8) Quick-fire rehearsal prompts (write 4–6 line answers)

  1. Why did open systems matter for DB-backed apps on LANs? Include portability/interoperability and SQL as a de-facto standard. [2]
  2. Pick thick or thin for a medical imaging viewer at hospitals. Defend against bandwidth limits and privacy constraints; say where BL sits. [2]
  3. Explain RPC to a junior. Show how it hides heterogeneity and enables rebalance of logic. [2]
  4. When would you not choose a federated DB? Talk about global transactions and optimizer complexity. [2]
  5. Show a concrete security↔performance trade-off you would bake into your design (e.g., token revalidation interval, encryption at rest with CPU cost). [1]

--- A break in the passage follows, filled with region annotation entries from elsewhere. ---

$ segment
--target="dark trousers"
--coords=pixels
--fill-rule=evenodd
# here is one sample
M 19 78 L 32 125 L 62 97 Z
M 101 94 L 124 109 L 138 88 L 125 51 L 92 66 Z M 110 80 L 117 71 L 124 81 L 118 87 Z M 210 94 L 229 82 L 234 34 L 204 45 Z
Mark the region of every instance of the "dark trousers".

9) Common pitfalls (don’t do these in the midterm)

  • Diagrams with no legend or ambiguous arrows. [1]
  • Choosing thin client without capacity planning for the server tier. [2]
  • Shipping a CGI-only stack that reconnects per request under load. [2]
  • Declaring “we’ll grid it” when the problem is not parallelizable. [2]
  • Promising “we’ll refactor into 3-tier later” when the data model and session handling are already baked into a thick client. [1]

References (IEEE-style)

  • [1] Lecture transcript: “Lecture03_2025-09-17.txt,” live class notes (client/thin/thick/app-server; grid; quality attributes; diagram pitfalls; architecture vs business alignment), Sept. 17, 2025.
  • [2] Slides: “Lecture03_SoftwareArchitectures.pdf,” Architecture of Software Systems — Lecture 5: Software Architectures (open systems; client–server DBMS; RPC; PL/BL/AL; 2-tier/3-tier web flows; server-side extensions; DB server models; integrated/federated/multi-DB; grid systems), HSE University, 2021.